Cummins’ team is now continuing this research in collaboration with Dr. Milica Radisic and the PRiME precision medicine initiative to understand the protein components responsible for the protective effect. The current research in the Cummins lab on this project, along with Rasheed’s work, is funded by the Heart and Stroke Foundation of Canada.
“Adil did a tremendous job executing this very complicated experiment and it was extremely gratifying to have the positive result after much dedicated work,” says Cummins. “This recognition is very well deserved, and it is great to see Adil building his career.”
Rasheed completed his PhD in 2017 and started a post-doctoral fellowship at the Ottawa Heart Institute that continued to explore the contributions of inflammation to heart disease.
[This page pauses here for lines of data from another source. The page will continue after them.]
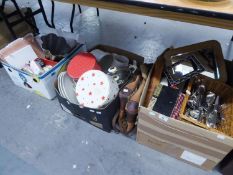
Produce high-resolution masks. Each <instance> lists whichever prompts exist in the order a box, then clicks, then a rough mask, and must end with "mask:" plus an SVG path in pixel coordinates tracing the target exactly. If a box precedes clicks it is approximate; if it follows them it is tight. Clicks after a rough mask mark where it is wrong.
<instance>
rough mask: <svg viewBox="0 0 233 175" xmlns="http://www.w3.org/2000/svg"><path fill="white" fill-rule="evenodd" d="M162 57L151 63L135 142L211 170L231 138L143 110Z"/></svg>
mask: <svg viewBox="0 0 233 175" xmlns="http://www.w3.org/2000/svg"><path fill="white" fill-rule="evenodd" d="M163 66H164V60H163V56H161V57H159V58H158V59H157V61H156V63H155V64H154V68H153V70H152V71H151V72H150V75H149V77H148V79H147V82H146V86H145V89H144V91H143V94H142V98H141V101H140V110H139V115H138V128H137V142H138V143H140V144H143V145H146V146H148V147H150V148H152V149H154V150H157V151H160V152H162V153H165V154H168V155H170V156H172V157H175V158H177V159H179V160H182V161H184V162H187V163H189V164H191V165H194V166H196V167H199V168H202V169H204V170H212V169H213V168H214V167H215V166H216V165H217V164H218V163H219V162H220V161H221V160H222V159H223V158H224V157H225V156H226V155H227V154H228V153H229V152H230V151H231V150H232V149H233V138H232V137H229V136H226V135H223V134H219V133H216V132H213V131H209V130H206V129H203V128H200V127H198V126H194V125H193V124H190V123H186V122H183V121H180V120H176V119H173V118H169V117H167V116H164V115H162V114H159V113H157V112H155V111H152V110H149V109H147V108H146V107H145V104H144V102H145V98H146V95H147V92H148V90H151V89H150V88H151V87H150V86H149V84H150V81H151V75H152V73H153V74H155V75H156V76H155V77H153V78H154V80H153V81H154V82H155V84H156V85H158V84H159V82H160V79H161V75H162V72H163ZM232 115H233V114H232Z"/></svg>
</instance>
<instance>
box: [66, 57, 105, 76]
mask: <svg viewBox="0 0 233 175" xmlns="http://www.w3.org/2000/svg"><path fill="white" fill-rule="evenodd" d="M100 69H101V68H100V66H99V65H98V63H97V62H96V58H95V56H93V55H92V54H90V53H79V54H78V55H76V56H75V57H74V58H73V59H72V60H71V61H70V63H69V65H68V67H67V73H68V75H69V76H70V77H71V78H73V79H78V78H80V76H81V75H82V74H83V73H85V72H86V71H89V70H100Z"/></svg>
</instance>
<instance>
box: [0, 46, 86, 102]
mask: <svg viewBox="0 0 233 175" xmlns="http://www.w3.org/2000/svg"><path fill="white" fill-rule="evenodd" d="M81 51H85V47H84V45H83V44H78V45H77V46H76V47H75V49H73V51H72V52H71V53H70V54H69V55H67V56H66V57H65V58H63V59H62V60H61V61H60V62H58V63H57V64H56V65H55V66H54V67H53V68H52V69H50V70H49V71H47V72H45V73H44V74H42V75H33V74H30V73H28V72H25V71H22V70H20V69H17V68H15V67H13V66H11V65H9V64H8V63H6V62H2V65H3V67H4V68H5V70H6V71H7V73H8V74H9V76H10V78H11V79H12V81H13V82H14V84H15V85H17V86H20V87H22V88H24V89H27V90H29V91H30V92H34V93H35V94H38V95H40V96H42V97H45V98H47V99H50V100H51V99H53V98H54V97H55V96H56V92H55V89H54V82H55V80H56V78H57V75H58V73H59V70H60V69H61V67H62V66H63V65H64V64H66V63H67V62H68V61H69V60H70V59H72V57H73V56H75V55H76V54H77V53H79V52H81Z"/></svg>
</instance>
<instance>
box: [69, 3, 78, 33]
mask: <svg viewBox="0 0 233 175" xmlns="http://www.w3.org/2000/svg"><path fill="white" fill-rule="evenodd" d="M79 11H80V9H79ZM74 14H75V4H73V7H72V12H71V18H70V31H71V32H72V33H74V29H73V21H74Z"/></svg>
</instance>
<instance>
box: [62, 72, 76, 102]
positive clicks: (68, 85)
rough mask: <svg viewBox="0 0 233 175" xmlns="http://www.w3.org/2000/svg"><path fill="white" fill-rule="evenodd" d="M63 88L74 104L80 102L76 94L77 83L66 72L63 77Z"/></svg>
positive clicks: (62, 81)
mask: <svg viewBox="0 0 233 175" xmlns="http://www.w3.org/2000/svg"><path fill="white" fill-rule="evenodd" d="M62 83H63V84H62V89H63V91H64V94H65V96H66V98H67V99H68V100H69V101H70V102H71V103H74V104H78V100H77V98H76V94H75V84H74V82H73V80H72V79H71V78H70V77H69V76H68V75H67V73H65V74H64V75H63V77H62Z"/></svg>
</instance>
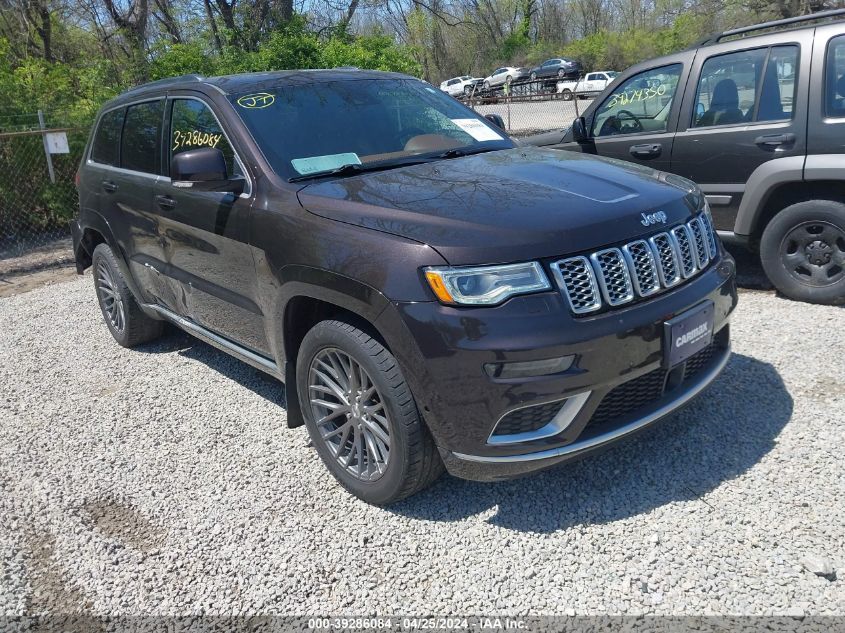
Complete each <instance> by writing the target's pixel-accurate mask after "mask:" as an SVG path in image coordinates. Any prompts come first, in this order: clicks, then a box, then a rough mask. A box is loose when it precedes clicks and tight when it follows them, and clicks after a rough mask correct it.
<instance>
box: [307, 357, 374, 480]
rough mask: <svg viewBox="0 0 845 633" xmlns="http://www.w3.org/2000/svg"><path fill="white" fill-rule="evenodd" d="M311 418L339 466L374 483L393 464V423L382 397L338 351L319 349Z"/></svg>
mask: <svg viewBox="0 0 845 633" xmlns="http://www.w3.org/2000/svg"><path fill="white" fill-rule="evenodd" d="M308 395H309V403H310V405H311V413H312V415H313V416H314V421H315V423H316V425H317V428H318V430H319V431H320V435H321V436H322V438H323V441H324V442H325V443H326V446H327V447H328V449H329V451H330V452H331V454H332V455H334V458H335V459H336V460H337V462H338V464H340V466H341V467H342V468H343V469H344V470H346V472H347V473H349V474H350V475H352V476H353V477H355V478H357V479H360V480H361V481H376V480H377V479H379V478H380V477H381V476H382V475H383V474H384V472H385V471H386V470H387V465H388V462H389V460H390V421H389V420H388V417H387V416H388V413H387V410H386V409H385V406H384V401H383V400H382V397H381V394H380V393H379V392H378V389H376V386H375V385H374V384H373V381H372V378H370V375H369V374H368V373H367V371H366V370H365V369H364V368H363V367H362V366H361V365H360V364H358V362H357V361H356V360H355V359H354V358H352V357H351V356H350V355H349V354H347V353H346V352H344V351H342V350H339V349H337V348H327V349H323V350H321V351H320V352H319V353H318V354H317V355H316V356H315V357H314V359H313V360H312V361H311V366H310V368H309V372H308Z"/></svg>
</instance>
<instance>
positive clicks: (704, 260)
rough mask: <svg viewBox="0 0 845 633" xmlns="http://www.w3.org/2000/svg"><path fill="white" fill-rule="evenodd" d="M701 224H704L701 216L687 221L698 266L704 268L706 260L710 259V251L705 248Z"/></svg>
mask: <svg viewBox="0 0 845 633" xmlns="http://www.w3.org/2000/svg"><path fill="white" fill-rule="evenodd" d="M702 224H704V220H702V219H701V218H696V219H695V220H693V221H692V222H690V223H689V228H690V231H692V241H693V244H694V245H695V255H696V258H697V259H698V267H699V268H705V267H706V266H707V262H709V261H710V252H709V251H708V250H707V241H706V239H707V238H705V237H704V229H703V228H701V225H702Z"/></svg>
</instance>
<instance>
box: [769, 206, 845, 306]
mask: <svg viewBox="0 0 845 633" xmlns="http://www.w3.org/2000/svg"><path fill="white" fill-rule="evenodd" d="M760 260H761V262H762V264H763V269H764V270H765V271H766V275H768V277H769V279H770V280H771V281H772V283H773V284H774V285H775V287H776V288H777V289H778V290H779V291H780V292H781V293H782V294H784V295H786V296H787V297H790V298H792V299H796V300H798V301H806V302H808V303H822V304H832V305H836V304H842V303H845V204H842V203H840V202H834V201H832V200H809V201H807V202H799V203H798V204H793V205H792V206H789V207H787V208H785V209H783V210H782V211H780V212H779V213H778V214H777V215H775V217H774V218H772V220H771V221H770V222H769V224H768V225H767V226H766V228H765V230H764V231H763V237H762V239H761V240H760Z"/></svg>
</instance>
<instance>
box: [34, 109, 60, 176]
mask: <svg viewBox="0 0 845 633" xmlns="http://www.w3.org/2000/svg"><path fill="white" fill-rule="evenodd" d="M38 125H39V126H40V127H41V129H42V130H46V129H47V126H46V125H44V112H42V111H41V110H39V111H38ZM41 142H42V143H43V145H44V156H46V157H47V171H48V172H49V173H50V182H51V183H53V184H54V185H55V184H56V172H54V171H53V157H52V156H50V146H49V145H48V144H47V134H46V133H45V132H43V131H42V132H41Z"/></svg>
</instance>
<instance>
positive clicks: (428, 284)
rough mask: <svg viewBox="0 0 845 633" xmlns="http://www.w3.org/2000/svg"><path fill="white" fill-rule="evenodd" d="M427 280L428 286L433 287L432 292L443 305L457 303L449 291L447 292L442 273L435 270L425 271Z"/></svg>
mask: <svg viewBox="0 0 845 633" xmlns="http://www.w3.org/2000/svg"><path fill="white" fill-rule="evenodd" d="M425 278H426V280H427V281H428V285H429V286H431V290H432V292H434V294H435V296H436V297H437V298H438V299H439V300H440V301H442V302H443V303H455V300H454V299H453V298H452V295H450V294H449V291H448V290H446V284H444V283H443V278H442V277H441V276H440V273H438V272H436V271H433V270H427V271H425Z"/></svg>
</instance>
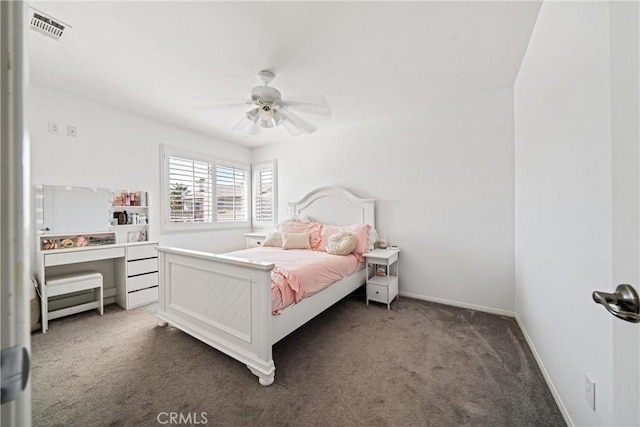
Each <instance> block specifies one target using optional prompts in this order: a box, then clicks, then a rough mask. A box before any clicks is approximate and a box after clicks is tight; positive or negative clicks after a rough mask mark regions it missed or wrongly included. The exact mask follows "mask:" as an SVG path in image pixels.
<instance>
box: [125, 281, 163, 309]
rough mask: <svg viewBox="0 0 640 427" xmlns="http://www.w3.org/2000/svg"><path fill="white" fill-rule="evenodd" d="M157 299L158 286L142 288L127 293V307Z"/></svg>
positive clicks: (155, 299)
mask: <svg viewBox="0 0 640 427" xmlns="http://www.w3.org/2000/svg"><path fill="white" fill-rule="evenodd" d="M155 301H158V287H157V286H156V287H155V288H149V289H142V290H141V291H135V292H129V293H128V294H127V308H133V307H137V306H139V305H145V304H149V303H152V302H155Z"/></svg>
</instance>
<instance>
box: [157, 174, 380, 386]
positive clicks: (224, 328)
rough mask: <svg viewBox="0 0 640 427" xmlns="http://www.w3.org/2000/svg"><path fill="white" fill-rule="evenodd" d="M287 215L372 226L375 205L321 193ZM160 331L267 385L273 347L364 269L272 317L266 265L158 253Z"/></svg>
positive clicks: (304, 198)
mask: <svg viewBox="0 0 640 427" xmlns="http://www.w3.org/2000/svg"><path fill="white" fill-rule="evenodd" d="M289 211H290V212H289V213H290V214H293V215H306V216H308V217H309V218H311V219H312V220H313V221H317V222H322V223H324V224H333V225H351V224H369V225H371V226H372V227H374V226H375V221H374V220H375V216H374V200H373V199H362V198H360V197H358V196H356V195H354V194H353V193H351V192H349V191H348V190H345V189H343V188H337V187H323V188H319V189H317V190H314V191H312V192H310V193H309V194H307V195H306V196H304V197H303V198H302V199H301V200H300V201H298V202H293V203H289ZM158 253H159V267H160V308H159V311H158V314H157V315H158V317H159V318H160V319H161V322H160V324H161V325H166V324H171V325H172V326H174V327H176V328H178V329H180V330H182V331H184V332H186V333H188V334H190V335H192V336H194V337H195V338H198V339H199V340H201V341H202V342H204V343H207V344H209V345H210V346H212V347H214V348H216V349H218V350H220V351H222V352H223V353H226V354H228V355H229V356H231V357H233V358H234V359H236V360H238V361H240V362H242V363H244V364H246V365H247V367H248V368H249V369H250V370H251V372H252V373H253V374H254V375H256V376H257V377H258V378H259V381H260V384H262V385H264V386H268V385H270V384H272V383H273V381H274V378H275V365H274V363H273V359H272V357H271V348H272V345H273V344H275V343H276V342H278V341H280V340H281V339H282V338H284V337H285V336H287V335H288V334H289V333H291V332H292V331H294V330H296V329H297V328H299V327H300V326H302V325H303V324H305V323H306V322H307V321H309V320H311V319H312V318H314V317H315V316H317V315H318V314H320V313H321V312H323V311H324V310H326V309H327V308H329V307H330V306H332V305H333V304H335V303H336V302H338V301H339V300H341V299H342V298H344V297H345V296H347V295H348V294H350V293H351V292H353V291H354V290H356V289H357V288H359V287H360V286H362V285H363V284H364V283H365V281H366V270H365V269H362V270H359V271H358V272H356V273H354V274H353V275H351V276H349V277H346V278H344V279H342V280H340V281H338V282H336V283H334V284H333V285H331V286H329V287H328V288H326V289H324V290H322V291H320V292H318V293H317V294H315V295H313V296H311V297H309V298H305V299H303V300H302V301H300V302H299V303H297V304H295V305H293V306H289V307H287V308H286V309H285V310H284V311H283V312H282V314H280V315H279V316H274V315H272V314H271V311H272V303H271V270H272V269H273V267H274V265H273V264H271V263H265V262H256V261H251V260H241V259H237V258H232V257H227V256H225V255H215V254H211V253H206V252H198V251H191V250H186V249H178V248H169V247H159V248H158Z"/></svg>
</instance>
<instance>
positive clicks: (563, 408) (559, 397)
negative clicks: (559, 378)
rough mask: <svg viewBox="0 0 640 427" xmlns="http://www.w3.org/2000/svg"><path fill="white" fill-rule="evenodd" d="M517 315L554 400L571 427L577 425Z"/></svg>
mask: <svg viewBox="0 0 640 427" xmlns="http://www.w3.org/2000/svg"><path fill="white" fill-rule="evenodd" d="M515 317H516V322H517V323H518V326H519V327H520V330H521V331H522V335H524V339H525V340H526V341H527V344H529V348H530V349H531V353H533V357H534V359H535V360H536V363H537V364H538V367H539V368H540V371H541V372H542V376H543V377H544V380H545V382H546V383H547V387H549V390H550V391H551V395H552V396H553V400H555V401H556V405H558V409H560V413H561V414H562V418H564V421H565V422H566V423H567V425H568V426H570V427H573V426H575V424H574V423H573V420H571V417H570V416H569V412H567V408H566V407H565V406H564V404H563V403H562V399H561V398H560V395H559V394H558V391H557V390H556V388H555V386H554V385H553V381H551V376H550V375H549V373H548V372H547V369H546V368H545V367H544V363H542V359H541V358H540V355H539V354H538V351H537V350H536V347H535V346H534V345H533V341H531V337H529V334H528V333H527V330H526V329H525V327H524V325H523V324H522V321H521V320H520V318H519V317H518V313H516V315H515Z"/></svg>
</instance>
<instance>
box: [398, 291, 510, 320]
mask: <svg viewBox="0 0 640 427" xmlns="http://www.w3.org/2000/svg"><path fill="white" fill-rule="evenodd" d="M399 293H400V296H401V297H407V298H413V299H419V300H422V301H429V302H437V303H438V304H444V305H452V306H454V307H461V308H469V309H471V310H477V311H484V312H485V313H491V314H497V315H499V316H507V317H515V316H516V314H515V313H514V312H513V311H507V310H501V309H498V308H491V307H485V306H482V305H475V304H468V303H466V302H459V301H453V300H448V299H443V298H435V297H428V296H425V295H420V294H414V293H411V292H404V291H401V292H399Z"/></svg>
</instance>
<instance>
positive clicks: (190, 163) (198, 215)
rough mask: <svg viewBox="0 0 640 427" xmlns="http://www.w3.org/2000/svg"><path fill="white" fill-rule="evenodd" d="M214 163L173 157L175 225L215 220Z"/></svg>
mask: <svg viewBox="0 0 640 427" xmlns="http://www.w3.org/2000/svg"><path fill="white" fill-rule="evenodd" d="M211 166H212V165H211V163H209V162H206V161H198V160H194V159H188V158H181V157H175V156H170V157H169V205H170V206H169V209H170V217H169V218H170V219H169V221H170V222H171V223H211V222H212V221H213V205H212V185H211V184H212V176H211Z"/></svg>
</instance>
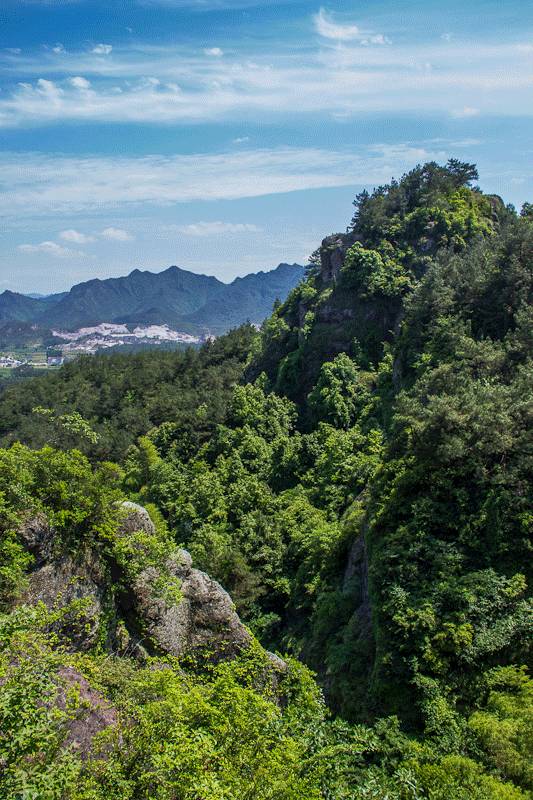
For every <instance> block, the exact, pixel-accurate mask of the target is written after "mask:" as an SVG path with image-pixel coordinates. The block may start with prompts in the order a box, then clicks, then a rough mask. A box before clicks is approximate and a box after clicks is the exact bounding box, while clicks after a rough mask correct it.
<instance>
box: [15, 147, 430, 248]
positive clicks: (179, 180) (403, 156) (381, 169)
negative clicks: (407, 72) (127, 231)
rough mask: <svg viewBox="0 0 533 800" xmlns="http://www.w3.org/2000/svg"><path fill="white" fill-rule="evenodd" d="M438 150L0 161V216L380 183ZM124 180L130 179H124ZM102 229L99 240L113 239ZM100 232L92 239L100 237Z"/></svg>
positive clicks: (292, 152) (87, 208)
mask: <svg viewBox="0 0 533 800" xmlns="http://www.w3.org/2000/svg"><path fill="white" fill-rule="evenodd" d="M444 156H445V150H444V149H443V148H441V147H435V148H432V149H430V150H427V149H424V148H420V147H415V146H410V145H398V146H396V147H394V148H393V147H391V146H385V145H383V146H373V147H372V148H361V149H359V150H356V151H353V150H351V151H335V150H326V149H318V148H280V149H264V150H245V151H243V150H239V151H237V152H229V153H217V154H211V155H207V154H192V155H173V156H148V157H138V158H132V157H129V158H109V157H108V158H105V157H101V158H98V157H86V158H70V157H66V156H50V155H44V154H38V153H34V154H31V153H30V154H28V153H24V154H17V153H12V154H9V153H7V154H6V153H4V154H2V155H0V183H4V184H5V185H7V186H9V187H10V190H9V192H8V193H6V194H5V195H4V196H3V197H0V213H1V214H4V215H5V216H9V217H10V218H11V219H21V218H22V217H24V216H33V217H38V216H52V217H53V216H55V215H56V214H58V213H64V212H65V211H68V212H69V213H78V212H84V211H90V212H91V213H98V214H102V213H104V212H105V211H106V209H113V211H116V210H117V209H118V208H123V209H125V210H126V209H127V208H128V207H130V206H137V205H142V204H147V205H152V206H157V205H171V204H175V203H185V202H189V201H198V200H229V199H238V198H245V197H259V196H262V195H268V194H280V193H285V192H292V191H301V190H305V189H319V188H326V187H335V186H361V185H365V184H375V183H378V184H379V183H383V182H385V181H387V180H390V178H391V177H392V176H393V175H397V174H398V172H400V171H402V170H404V169H407V168H409V167H411V166H412V165H413V163H416V162H417V161H424V160H427V159H429V158H436V159H442V158H443V157H444ZM132 176H135V179H134V180H132ZM116 230H117V229H113V228H107V229H104V231H107V238H115V239H118V238H119V235H116V234H115V235H114V234H112V233H110V231H116ZM103 233H104V232H102V233H101V234H100V235H103Z"/></svg>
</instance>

Rasheed says his research training and extracurricular activities during his PhD have helped set him up for a promising independent research career.
Extracurriculars helped in developing valuable leadership skills
While Rasheed was working on his PhD research, he was also participating in activities and leadership opportunities at the Leslie Dan Faculty of Pharmacy that helped him develop important skills.
“Coming out of an undergraduate program where the classes were large, being in the pharmaceutical sciences graduate program was the first time I was able to really demonstrate who I was. I was able to have more opportunities to grow and develop some of the leadership skills that I have today,” says Rasheed. “These experiences helped me differentiate myself, not only as a researcher, but as more of a leader.”
Rasheed was a member of the U of T student chapter of the American Association of Pharmaceutical Scientists, including serving as chair for one year, where he gained valuable administrative and leadership experience. He was also able to take part in symposia and seminars at the Faculty, which allowed him to learn about many facets of pharmaceutical research and start-up companies and build a professional network.
As he nears the end of his fellowship, he says his education, experience and the latest research award will help give him a boost as he aims to start his independent career within the year.
“It’s a huge honour, and I think this will be a steppingstone for my career,” he says. “I’m hoping to build a research program in stem cell biology, and this will give me another avenue to highlight myself as a junior investigator in this field.”